End of digression. I've exerpted a passage which cuts to the heart of what left-liberal opinion believes it knows about the Israeli-Palestinian conflict - the myth through which every piece of news is filtered. There is an original sin committed by the Israelis in 1948/67, and there are Palestinian reactions to what has been done to them. Thus the violence of the suicide bomber expresses 'despair' over oppression. And so the greater the violence, the greater the despair must be, and thus the greater the Israelis' offence. The bad things Israelis do show how bad they are, and the bad things Palestinians do show how bad the Israelis are.It never seems necessary to explain why other oppressed peoples do not resort to this method of expressing despair. Or is it, quite simply, that nobody else is oppressed as the Palestinians are? Nor what young men from Bradford are despairing about when they blow themselves up on the London Underground, or Sunni Arab Iraqis when they self-destruct in Shi'ite market-places. How, exactly, does the overthrow of a dictator and his replacement by an elected government make life no longer worth living?
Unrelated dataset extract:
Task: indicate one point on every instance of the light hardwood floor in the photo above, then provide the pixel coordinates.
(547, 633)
Once we see terrorism as the product of an ideology, and one, moreover, which was in process of formation years before 1948, things become simultaneously intellectually clearer and morally more complex. For within this ideology the grievances created by the ethnic cleansing of 1948 and the occupation of 1967 are not the heart of the matter, however useful they are for propagandist purposes. The primary, non-negotiable, grievance is the presence on part of Islam's patch - no matter how small a part - of Jews who refuse to play the subordinate role which Islam traditionally allots to them.
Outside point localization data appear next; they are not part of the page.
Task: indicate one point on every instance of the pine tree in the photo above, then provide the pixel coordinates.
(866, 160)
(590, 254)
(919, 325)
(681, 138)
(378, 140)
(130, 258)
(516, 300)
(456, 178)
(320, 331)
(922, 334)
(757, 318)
Add to this an obligation to rectify the situation by violence, and the logical consequence is to make it entirely predictable that a full Israeli evacuation from the Occupied Territories and a right of return for the 1948 refugees would lead to more violence, not less. Just as the withdrawals from Gaza and South Lebanon brought fresh attacks by Hamas and Hezbollah in their train.
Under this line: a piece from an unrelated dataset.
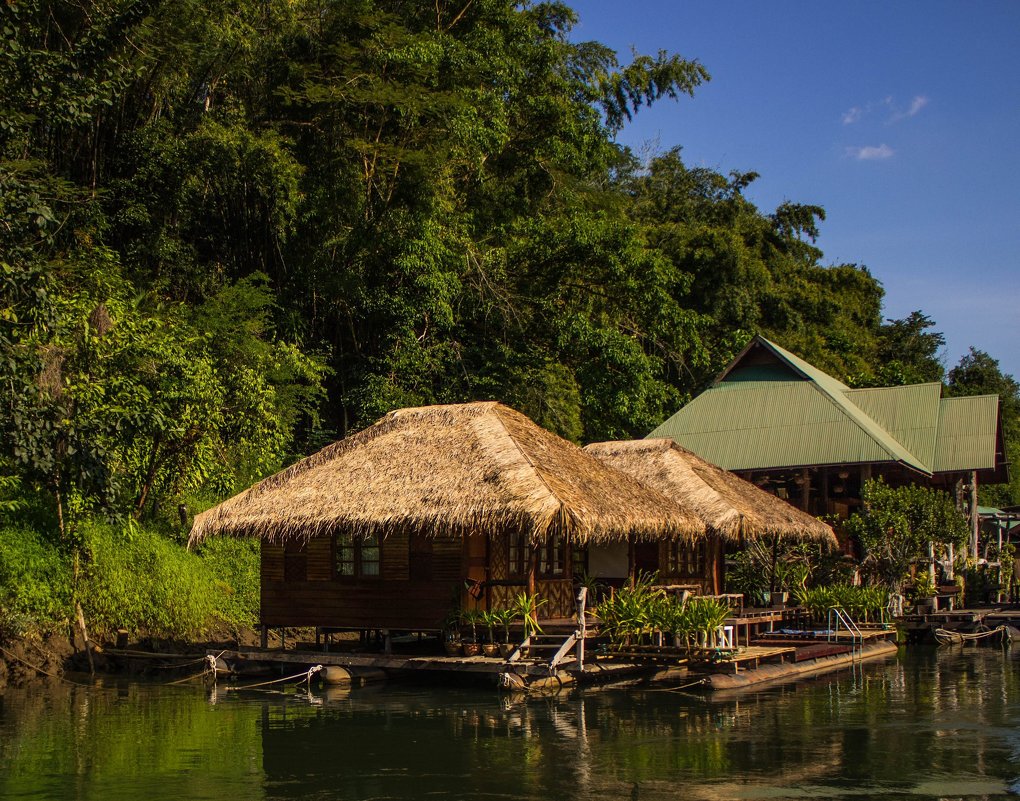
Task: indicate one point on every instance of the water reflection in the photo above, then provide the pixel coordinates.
(928, 724)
This is not to say that there are no genuine grievances created by ethnic cleansing and occupation. Of course there are, and so long as they are not redressed they act as recruiting sergeants for the terror groups. The point is that the Islamist ideology, with its core grievance, is an actor in its own right, and that there can be no peace worthy of the name that does not involve its defeat. Not unless you are prepared to attach the label 'peace' to the aftermath of the wiping of Israel off the map.